Pequim expressou seu "enérgico protesto" na tarde deste domingo no Japão, enquanto manifestações contra o Japão foram realizadas em pelo menos oito cidades chinesas, de acordo com a agência de notícias Xinhua.
"O ministério das Relações Exteriores apresentou formalmente suas queixas e manifestou o seu enérgico protesto à embaixada japonesa na China, pedindo ao Japão que pare com qualquer ação que atente contra a soberania territorial da China", declarou o governo em um comunicado.
Taiwan, que não possui relações diplomáticas com Tóquio, convocou o representante do Japão para denunciar uma "provocação", que "apenas alimenta as tensões no Mar da China meridional", declarou o ministro das Relações Exteriores, Timothy Yang.
Uma frota de vinte navios japoneses, com cerca de 150 pessoas, chegou na madrugada deste domingo em Senkaku para reafirmar a soberania japonesa sobre o arquipélago, informou um jornalista da AFP a bordo de uma das embarcações.
Uma dúzia de nacionalistas desembarcou em Uotsurijima, a principal ilha do arquipélago, para hastear a bandeira japonesa.
– É um território indiscutivelmente japonês. Encontramos ruínas de casas em estilo japonês! – exultou Eiji Kosaka, um político de Tóquio.
As ilhas Senkaku não são habitadas, mas suas águas são ricas em peixes e o fundo do mar pode ser rico em petróleo e gás.
– Eu quero mostrar à comunidade internacional que estas ilhas são nossas. É o futuro do Japão que está em jogo – declarou Kenichi Kojima, um vereador de Kanagawa, perto de Tóquio.

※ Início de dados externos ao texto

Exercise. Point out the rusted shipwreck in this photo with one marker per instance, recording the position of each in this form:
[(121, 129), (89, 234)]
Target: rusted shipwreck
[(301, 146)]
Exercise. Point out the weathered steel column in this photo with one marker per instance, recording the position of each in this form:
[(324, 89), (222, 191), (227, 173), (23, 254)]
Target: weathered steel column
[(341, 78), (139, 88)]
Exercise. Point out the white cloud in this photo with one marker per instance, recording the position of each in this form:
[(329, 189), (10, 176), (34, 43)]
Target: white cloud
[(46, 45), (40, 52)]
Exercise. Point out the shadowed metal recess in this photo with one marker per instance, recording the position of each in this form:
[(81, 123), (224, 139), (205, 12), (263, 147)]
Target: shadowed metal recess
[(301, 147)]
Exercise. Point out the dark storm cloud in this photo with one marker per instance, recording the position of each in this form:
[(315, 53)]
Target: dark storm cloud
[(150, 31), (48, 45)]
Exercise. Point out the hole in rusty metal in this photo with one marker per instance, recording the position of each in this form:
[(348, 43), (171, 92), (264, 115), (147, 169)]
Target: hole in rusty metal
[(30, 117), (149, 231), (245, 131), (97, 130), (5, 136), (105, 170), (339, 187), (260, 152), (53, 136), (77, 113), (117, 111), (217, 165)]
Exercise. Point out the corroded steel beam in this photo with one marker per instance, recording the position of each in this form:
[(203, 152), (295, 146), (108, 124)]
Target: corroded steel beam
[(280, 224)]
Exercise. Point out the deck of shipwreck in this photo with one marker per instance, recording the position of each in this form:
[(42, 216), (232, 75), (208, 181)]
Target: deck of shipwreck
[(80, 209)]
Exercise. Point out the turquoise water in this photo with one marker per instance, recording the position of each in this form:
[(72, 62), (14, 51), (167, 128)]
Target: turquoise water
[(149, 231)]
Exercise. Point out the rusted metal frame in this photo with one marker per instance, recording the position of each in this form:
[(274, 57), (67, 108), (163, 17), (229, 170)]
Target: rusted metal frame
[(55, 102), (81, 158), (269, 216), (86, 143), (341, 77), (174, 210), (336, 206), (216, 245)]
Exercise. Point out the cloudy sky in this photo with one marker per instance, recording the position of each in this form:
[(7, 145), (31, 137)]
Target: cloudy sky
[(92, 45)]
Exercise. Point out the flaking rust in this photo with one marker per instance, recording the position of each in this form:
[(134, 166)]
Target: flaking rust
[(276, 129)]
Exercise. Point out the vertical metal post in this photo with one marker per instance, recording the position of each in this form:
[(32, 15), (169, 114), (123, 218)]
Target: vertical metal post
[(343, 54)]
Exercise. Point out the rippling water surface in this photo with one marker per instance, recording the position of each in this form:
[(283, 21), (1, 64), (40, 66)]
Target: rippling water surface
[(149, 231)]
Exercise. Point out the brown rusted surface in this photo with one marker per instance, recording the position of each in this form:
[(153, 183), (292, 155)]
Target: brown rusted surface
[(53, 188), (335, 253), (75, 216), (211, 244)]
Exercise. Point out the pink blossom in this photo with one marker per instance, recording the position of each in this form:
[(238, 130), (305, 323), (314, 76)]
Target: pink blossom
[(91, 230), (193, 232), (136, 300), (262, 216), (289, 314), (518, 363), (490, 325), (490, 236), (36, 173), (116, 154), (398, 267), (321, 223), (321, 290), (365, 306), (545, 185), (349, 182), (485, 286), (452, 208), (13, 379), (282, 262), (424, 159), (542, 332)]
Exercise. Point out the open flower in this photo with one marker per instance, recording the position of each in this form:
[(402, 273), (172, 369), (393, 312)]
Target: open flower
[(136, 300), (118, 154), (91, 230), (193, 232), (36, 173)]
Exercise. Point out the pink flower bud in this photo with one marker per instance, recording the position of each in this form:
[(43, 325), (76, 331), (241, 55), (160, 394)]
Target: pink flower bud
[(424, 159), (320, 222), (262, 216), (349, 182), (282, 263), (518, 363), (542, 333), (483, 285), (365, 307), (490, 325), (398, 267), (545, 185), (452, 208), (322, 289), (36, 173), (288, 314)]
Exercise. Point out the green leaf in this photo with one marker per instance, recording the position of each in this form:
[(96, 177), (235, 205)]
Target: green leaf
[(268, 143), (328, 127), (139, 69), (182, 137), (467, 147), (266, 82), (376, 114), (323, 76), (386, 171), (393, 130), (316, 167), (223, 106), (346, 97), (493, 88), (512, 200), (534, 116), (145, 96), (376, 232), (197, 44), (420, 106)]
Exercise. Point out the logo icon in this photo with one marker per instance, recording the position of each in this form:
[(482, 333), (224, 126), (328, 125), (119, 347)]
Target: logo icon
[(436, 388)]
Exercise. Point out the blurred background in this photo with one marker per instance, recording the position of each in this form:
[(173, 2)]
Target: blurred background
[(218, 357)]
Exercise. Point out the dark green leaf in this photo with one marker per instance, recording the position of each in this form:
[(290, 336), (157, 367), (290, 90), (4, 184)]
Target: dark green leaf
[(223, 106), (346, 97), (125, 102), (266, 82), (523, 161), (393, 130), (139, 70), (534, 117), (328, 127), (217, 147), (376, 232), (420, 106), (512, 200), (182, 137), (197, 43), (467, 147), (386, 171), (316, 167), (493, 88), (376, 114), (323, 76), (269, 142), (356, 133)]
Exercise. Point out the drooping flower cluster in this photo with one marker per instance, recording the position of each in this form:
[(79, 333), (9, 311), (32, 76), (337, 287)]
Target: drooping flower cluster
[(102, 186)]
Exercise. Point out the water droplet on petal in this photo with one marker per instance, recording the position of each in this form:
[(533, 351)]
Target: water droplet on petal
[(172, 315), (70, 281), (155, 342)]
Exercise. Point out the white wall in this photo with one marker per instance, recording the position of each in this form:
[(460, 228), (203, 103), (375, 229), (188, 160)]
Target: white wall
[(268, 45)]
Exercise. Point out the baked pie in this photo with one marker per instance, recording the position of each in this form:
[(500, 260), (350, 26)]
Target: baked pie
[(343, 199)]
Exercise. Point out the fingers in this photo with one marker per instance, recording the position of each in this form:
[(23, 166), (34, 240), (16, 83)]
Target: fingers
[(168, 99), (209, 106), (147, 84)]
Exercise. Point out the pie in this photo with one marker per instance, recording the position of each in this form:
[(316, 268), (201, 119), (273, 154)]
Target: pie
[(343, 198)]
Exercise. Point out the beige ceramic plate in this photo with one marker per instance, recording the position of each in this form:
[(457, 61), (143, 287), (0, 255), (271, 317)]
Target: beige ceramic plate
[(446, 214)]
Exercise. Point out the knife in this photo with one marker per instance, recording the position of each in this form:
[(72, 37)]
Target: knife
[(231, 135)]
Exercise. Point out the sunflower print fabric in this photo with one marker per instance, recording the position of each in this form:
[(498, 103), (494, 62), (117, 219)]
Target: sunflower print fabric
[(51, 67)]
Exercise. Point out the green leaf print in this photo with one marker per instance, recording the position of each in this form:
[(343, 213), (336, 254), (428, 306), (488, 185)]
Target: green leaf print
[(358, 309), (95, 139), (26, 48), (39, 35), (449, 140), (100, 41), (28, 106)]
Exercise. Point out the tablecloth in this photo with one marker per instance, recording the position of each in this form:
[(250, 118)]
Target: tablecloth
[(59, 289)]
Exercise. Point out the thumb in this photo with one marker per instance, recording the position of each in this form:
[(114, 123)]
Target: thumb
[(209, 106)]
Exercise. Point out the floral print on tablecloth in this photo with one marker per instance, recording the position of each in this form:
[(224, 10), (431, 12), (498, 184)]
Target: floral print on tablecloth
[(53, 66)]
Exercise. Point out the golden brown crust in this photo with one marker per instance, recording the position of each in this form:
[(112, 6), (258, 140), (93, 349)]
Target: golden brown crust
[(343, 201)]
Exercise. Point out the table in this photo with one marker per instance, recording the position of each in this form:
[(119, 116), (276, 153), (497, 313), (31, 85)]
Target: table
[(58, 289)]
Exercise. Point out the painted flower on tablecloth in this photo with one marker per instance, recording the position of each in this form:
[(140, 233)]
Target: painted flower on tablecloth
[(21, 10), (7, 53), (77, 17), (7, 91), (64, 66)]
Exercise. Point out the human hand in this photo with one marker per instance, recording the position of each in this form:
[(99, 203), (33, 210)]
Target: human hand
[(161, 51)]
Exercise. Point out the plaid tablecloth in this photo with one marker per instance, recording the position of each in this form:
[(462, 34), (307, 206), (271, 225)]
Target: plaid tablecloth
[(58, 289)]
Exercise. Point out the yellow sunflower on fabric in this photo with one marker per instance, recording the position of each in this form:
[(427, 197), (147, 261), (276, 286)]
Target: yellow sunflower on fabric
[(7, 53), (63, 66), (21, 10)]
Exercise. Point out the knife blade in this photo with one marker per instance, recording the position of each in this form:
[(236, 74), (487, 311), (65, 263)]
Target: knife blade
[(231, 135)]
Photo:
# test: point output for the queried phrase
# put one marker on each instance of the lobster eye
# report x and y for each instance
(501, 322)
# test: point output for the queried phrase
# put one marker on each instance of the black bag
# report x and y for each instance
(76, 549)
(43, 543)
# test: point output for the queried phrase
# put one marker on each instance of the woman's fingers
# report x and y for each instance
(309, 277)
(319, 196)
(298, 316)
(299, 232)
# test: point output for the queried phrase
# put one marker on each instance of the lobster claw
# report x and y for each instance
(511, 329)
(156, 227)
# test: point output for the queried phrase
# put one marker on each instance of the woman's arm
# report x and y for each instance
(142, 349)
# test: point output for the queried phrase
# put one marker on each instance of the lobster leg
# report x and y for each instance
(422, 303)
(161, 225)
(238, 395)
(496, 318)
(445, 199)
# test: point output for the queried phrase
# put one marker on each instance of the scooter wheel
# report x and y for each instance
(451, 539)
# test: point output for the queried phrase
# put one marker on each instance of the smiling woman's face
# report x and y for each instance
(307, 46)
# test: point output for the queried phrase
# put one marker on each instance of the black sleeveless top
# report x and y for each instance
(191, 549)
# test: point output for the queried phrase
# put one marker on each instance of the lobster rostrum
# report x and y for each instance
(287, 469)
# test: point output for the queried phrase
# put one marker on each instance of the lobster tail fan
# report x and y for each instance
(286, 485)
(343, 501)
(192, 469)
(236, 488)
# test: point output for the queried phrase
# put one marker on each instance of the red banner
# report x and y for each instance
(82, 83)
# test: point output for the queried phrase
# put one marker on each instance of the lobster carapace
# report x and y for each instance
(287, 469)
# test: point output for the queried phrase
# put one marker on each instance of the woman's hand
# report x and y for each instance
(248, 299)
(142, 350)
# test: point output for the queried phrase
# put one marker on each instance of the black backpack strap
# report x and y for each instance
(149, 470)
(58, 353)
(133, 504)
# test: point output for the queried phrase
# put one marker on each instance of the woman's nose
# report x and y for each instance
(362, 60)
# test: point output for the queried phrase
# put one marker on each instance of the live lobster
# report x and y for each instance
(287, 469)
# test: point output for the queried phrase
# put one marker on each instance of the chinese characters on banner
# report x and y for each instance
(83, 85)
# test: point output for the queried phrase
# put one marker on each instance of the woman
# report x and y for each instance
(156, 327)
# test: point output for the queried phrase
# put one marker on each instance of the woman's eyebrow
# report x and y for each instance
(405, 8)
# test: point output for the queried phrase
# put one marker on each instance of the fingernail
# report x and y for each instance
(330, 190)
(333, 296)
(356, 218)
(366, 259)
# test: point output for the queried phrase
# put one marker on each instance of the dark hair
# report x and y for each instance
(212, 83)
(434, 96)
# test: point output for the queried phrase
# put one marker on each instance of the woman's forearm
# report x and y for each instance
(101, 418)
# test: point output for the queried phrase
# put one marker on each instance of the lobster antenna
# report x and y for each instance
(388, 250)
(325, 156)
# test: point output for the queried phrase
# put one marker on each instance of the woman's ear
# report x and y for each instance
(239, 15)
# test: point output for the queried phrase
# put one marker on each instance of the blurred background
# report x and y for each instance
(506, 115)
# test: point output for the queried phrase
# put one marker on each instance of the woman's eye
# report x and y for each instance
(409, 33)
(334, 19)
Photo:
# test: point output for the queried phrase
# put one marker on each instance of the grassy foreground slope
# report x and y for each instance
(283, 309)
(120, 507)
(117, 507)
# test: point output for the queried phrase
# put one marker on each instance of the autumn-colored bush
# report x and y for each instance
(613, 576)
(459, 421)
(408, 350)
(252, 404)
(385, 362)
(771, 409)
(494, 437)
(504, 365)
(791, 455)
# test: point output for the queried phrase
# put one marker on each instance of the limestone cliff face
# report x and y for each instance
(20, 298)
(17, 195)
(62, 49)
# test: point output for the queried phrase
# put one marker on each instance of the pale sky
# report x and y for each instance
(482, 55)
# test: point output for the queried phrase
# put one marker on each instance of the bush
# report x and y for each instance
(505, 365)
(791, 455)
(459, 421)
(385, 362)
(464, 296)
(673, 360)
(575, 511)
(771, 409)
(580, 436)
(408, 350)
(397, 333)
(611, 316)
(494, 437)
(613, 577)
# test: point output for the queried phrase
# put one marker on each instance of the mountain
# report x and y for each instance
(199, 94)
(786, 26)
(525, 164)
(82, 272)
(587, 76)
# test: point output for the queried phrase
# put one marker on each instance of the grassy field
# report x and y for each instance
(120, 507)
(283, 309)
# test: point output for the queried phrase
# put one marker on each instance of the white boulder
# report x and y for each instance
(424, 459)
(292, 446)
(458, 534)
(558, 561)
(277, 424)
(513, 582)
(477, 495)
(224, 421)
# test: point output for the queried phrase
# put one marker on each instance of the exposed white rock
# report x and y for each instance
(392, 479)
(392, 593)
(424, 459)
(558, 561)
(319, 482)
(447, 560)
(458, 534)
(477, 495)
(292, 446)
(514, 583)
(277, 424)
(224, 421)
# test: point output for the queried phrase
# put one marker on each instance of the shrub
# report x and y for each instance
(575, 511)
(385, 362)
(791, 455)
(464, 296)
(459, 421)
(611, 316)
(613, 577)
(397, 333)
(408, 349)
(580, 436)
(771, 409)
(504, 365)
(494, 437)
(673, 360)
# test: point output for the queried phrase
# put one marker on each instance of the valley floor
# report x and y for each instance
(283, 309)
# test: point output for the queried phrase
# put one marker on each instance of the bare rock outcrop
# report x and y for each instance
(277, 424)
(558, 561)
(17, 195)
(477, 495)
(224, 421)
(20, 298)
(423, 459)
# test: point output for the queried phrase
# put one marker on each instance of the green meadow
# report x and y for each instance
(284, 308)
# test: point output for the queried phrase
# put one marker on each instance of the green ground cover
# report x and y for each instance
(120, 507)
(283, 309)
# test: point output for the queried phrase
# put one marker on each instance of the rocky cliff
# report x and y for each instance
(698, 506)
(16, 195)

Tensões entre Tóquio e Pequim
Esta expedição provocou imediatamente manifestações contrárias ao Japão em pelo menos oito cidades chinesas, segundo a Xinhua.
Mais de 100 pessoas se reuniram em frente ao consulado japonês em Guangzhou (sul), cantando "Japão, saia das ilhas Diaoyu", informou a agência.
Foram relatadas outras manifestações em Shenzhen, na fronteira com Hong Kong, Hangzhou e Qingdao (leste), Harbin e Shenyang (nordeste), acrescentou a Xinhua.
Na sexta-feira, o Japão expulsou 14 ativistas pró-chineses que desembarcaram na quarta-feira em Senkaku/Diaoyu. Eles foram presos logo após uma bandeira chinesa ter sido hasteada.
Esses ativistas escolheram a data simbólica de 15 de agosto, o dia da rendição do Japão na Segunda Guerra Mundial, em 1945.
Com esta expulsão rápida, Tóquio queria evitar a repetição das tensões que aconteceram dois anos atrás, em setembro de 2010. As autoridades japonesas prenderam na época o capitão chinês de um navio de pesca que colidiu com navios da guarda costeira perto das ilhas disputadas. Tóquio libertou o capitão duas semanas depois devido aos protestos e ameaças de retaliações de Pequim.
Sinal da tensão crescente, o Japão planeja, de acordo com um jornal japonês, substituir seu embaixador em Pequim, Uichiro Niwa, na sequência de declarações consideradas infelizes sobre a disputa territorial entre os dois países.
No sábado, Taiwan, até então relativamente silencioso, acusou o Japão de "ocupar maliciosamente" as ilhas.
Tóquio reconhece Pequim como único representante da China, mas mantém relações comerciais e laços culturais com Taiwan, uma colônia japonesa de 1895 a 1945.